# When do Finite Element method provide considerable advantage over Finite Differences for option pricing?

I'm looking for concrete examples where a Finite Element method (FEM) provides a considerable advantages (e.g. in convergence rate, accuracy, stability, etc.) over the Finite Difference method (FDM) in option pricing and/or calculating sensitivities.

I know that in general Finite Element is more powerful numerical method for solving PDE's (e.g. it allows to work on complex geometries), but I'm specifically interested if we can fully utilize it for option pricing. I've skimmed through the book Financial Engineering with Finite Elements, but it only states some general considerations about benefits of FEM in the introductory section, without going into details.

Currently I'm aware about only one case, when FEM outperforms FDM in convergence rate, namely in pricing under a Variance gamma model. But this advantage can be neglected by introducing certain enhancements in the FDM.

As far as PDEs (deterministic) are concerned we have the notion of a "strong solution" (directly solving the differential operator in the strong formulation of the problem) and the "weak solution" that deals with a weak formulation of the problem.

For the strong formulation, finite differences are the way to go since they are the natural discretization of the differential operator.

For the weak formulation, finite element methods are the way to go since they directly tackle the weak formulation of the problem by restricting it to a finite dimensional space (depending on which type of "element-functions" or basis-functions you choose for this space).

The finite difference method has problems with complex geometries and adaptive meshes - the geometry will not be a problem in option pricing since you always consider the rectangle $[0,T]\times[S_\text{min}, S_\text{max}]$. Local refinement can be a problem - but it depends on the equation and the initial/boundary condition.

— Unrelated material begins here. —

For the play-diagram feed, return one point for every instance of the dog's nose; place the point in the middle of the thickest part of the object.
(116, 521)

Further more, for some (nonlinear) differential equations, problems with disconutities occur and you can end up with oscillation effects. There are schemes that circumvent problems like this but you have to invest into the algorithm.

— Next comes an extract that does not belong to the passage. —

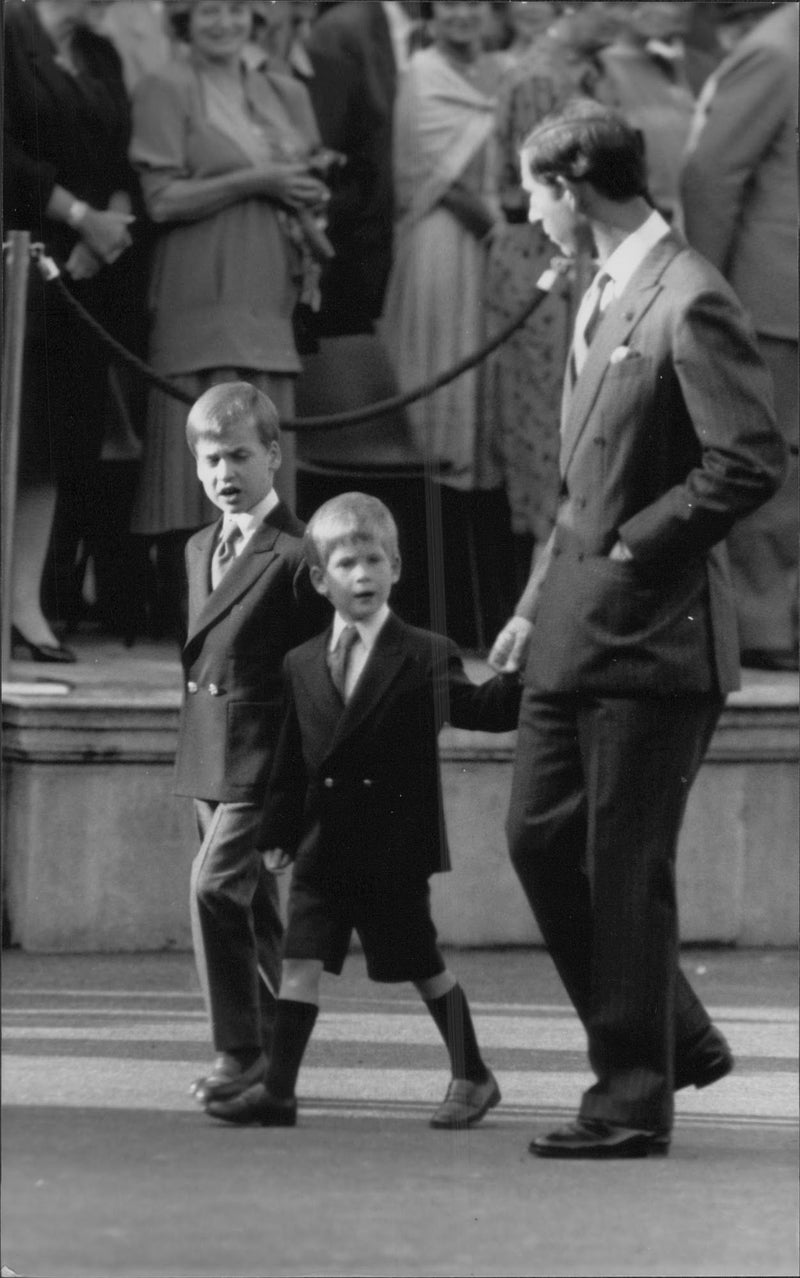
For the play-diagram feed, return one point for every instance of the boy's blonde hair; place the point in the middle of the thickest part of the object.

The finite element method is a more general notion. Since SPDEs are defined by their (Ito-) integral formulation an approach that approximates an integral-formulation will feel more natural. Thats because the payoff of a European Call (S-Variable) and the Brownian motion paths (t-Variable) are both not differentiable. Using finite difference methods for SPDEs most natural discretizations for "differential operators" does not give you the right scheme as far as I know. That would be another hint that points into the finite element direction a little bit.

One problem with comparing the performance of the two is definitely that there are so many different schemes (implicit/explicit of different ordes for finite differences and choices of basis functions and local refinement techniques for finite elements) that it is impossible to say. Maybe for some choice of model and initial/boundary condition one method will outperform the other but I think its hard to generalize.

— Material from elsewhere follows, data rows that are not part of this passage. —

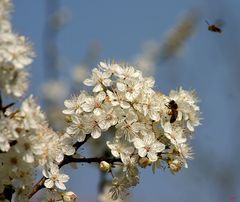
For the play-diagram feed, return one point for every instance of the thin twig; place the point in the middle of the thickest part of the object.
(40, 184)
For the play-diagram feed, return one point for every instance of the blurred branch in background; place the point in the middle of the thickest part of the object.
(155, 53)
(54, 90)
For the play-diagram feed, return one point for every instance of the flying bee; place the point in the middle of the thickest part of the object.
(172, 105)
(214, 27)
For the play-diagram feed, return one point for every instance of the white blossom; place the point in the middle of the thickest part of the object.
(54, 177)
(148, 146)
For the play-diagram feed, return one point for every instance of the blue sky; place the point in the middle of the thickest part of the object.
(210, 64)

FDMs represent PDEs over a simple grid shape; the different implementations are just different recurrence relations to approximate the solutions to the PDE between boundary values (e.g., for options pricing, $T=[t_\mathrm{now},t_\mathrm{maturity}]$ and $S=[\mathrm{deep\_itm},\mathrm{deep\_otm}])$.

FEM is a general name for a lot of different implementations of "adaptable" grids, where approximations in different regions are not necessarily the same over the entire (e.g., T,S) space. One (of many) examples where such approaches are important is path-dependent option valuations (e.g., Asian Options, see Zhang, 2001/3 which is FDM, imagine if we wanted to better model the smoothing effect of the averaging over time, or jump processes as described by Merton).

I have no personal experience comparing the two methods. However, I have heard that FEM might be preferable to FDM in connection with degenerate PDEs such as the ones that occur in the Hobson-Rogers model.